Terakhir ultimatum yang dikeluarkan oleh PBB yang meminta Israel dalam waktu setahun untuk meninggalkan Palestina. Apakah Israel akan mengangkat kaki dari Palestina? Ternyata dikeluarkannya ultimatum tersebut makin membuat Israel berani dan dengan brutalnya membombardir tempat-tempat pengungsian yang didalamnya banyak warga sipil. Apakah masih bisa kita berharap pada resolusi-resolusi PBB yang merupakan alat bagi negara kapitalis yang ingin tetap mempertahankan posisinya di kancah Internasional?
Khalifah dan Seruan Jihad
Penderitaan saudara-saudara kita di Palestina semakin hari semakin membuat hati bagai tersayat-sayat. Mereka kehilangan tempat tinggal, keluarga dan harta bendanya. Mereka mengungsi kesana kemari seperti anak ayam yang digiring untuk disembelih. Ironis sekali di saat penguasa-penguasa muslim saat ini malah menikmati kehidupan yang mewah dan gemerlap. Mereka butuh bantuan logistik sudah tentu tapi disaat yang sama mereka dibantai maka solusi untuk Palestina bukan resolusi-resolusi dari PBB, bukan genjatan senjata, bukan tanda-tangan perdamaian atau two state solution.
Sungguh suatu kezaliman, kita membiarkan saudara-saudara kita di Palestina terus merasakan penderitaan, ditindas bahkan dibunuh. Selain itu, saat ini mereka dilanda kelaparan dengan tidak adanya pasokan makanan yang memadai. Rasulullah saja tidak membiarkan seekor hewan mati karena kalaparan apalagi ini kondisinya manusia. Sebagaimana hadis, “Imam (khalifah) itu laksana perisai, orang-oramg berperang dibelakangnya dan menjadikannya sebagai pelindung mereka.” (HR Muslim)

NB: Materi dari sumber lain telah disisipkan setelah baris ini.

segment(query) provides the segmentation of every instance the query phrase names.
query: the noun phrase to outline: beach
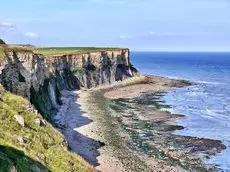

Syekh Said bin Ali Wahf Al-Qahthani dalam kitabnya Al-Jihad fii Sabilillah mangatakan, “Jika musuh telah memasuki salah satu negeri kaum muslim, maka fardu ‘ain atas penduduk negeri tersebut untuk memerangi musuh dan mengusir mereka. Juga wajib atas kaum muslim untuk menolong negeri itu jika penduduknya tidak mampu mengusir musuh. Hal itu dimulai dari yang terdekat kemudian yang tersekat.” Sehingga yang dibutuhkan oleh Palestina adalah pembebasan yang dilakukan dengan militer karena yang akan dilawan adalah sebuah negara dengan militernya. Namun, saat ini negeri-negeri muslim yang disekat dengan paham national-state terpecah-pecah hingga kekuatan yang luar biasa mereka miliki jika bersatu tidak terlihat sehingga musuh tidak merasa gentar.
Satu-satunya negara yang akan siap mengirimkan tentara untuk membebaskan Palestina adalah Khilafah. Khilafah yang dipimpin oleh seorang khalifah dengan tegas akan membebasan tanah milik kaum muslimin. Status Tanah Palestina adalah tanah kharaj sampai kapan pun di bawah naungan Daulah Khilafah sehingga orang-orang Yahudi tidak dapat menduduki apalagi mengusir dan membunuh kaum muslim yang tinggal ditanah tersebut. Khalifahlah yang akan menyerukan sekaligus memimpin pasukan kaum muslim diseluruh dunia untuk membebaskan Palestina dan menyelamatkan kaum musllim di sana.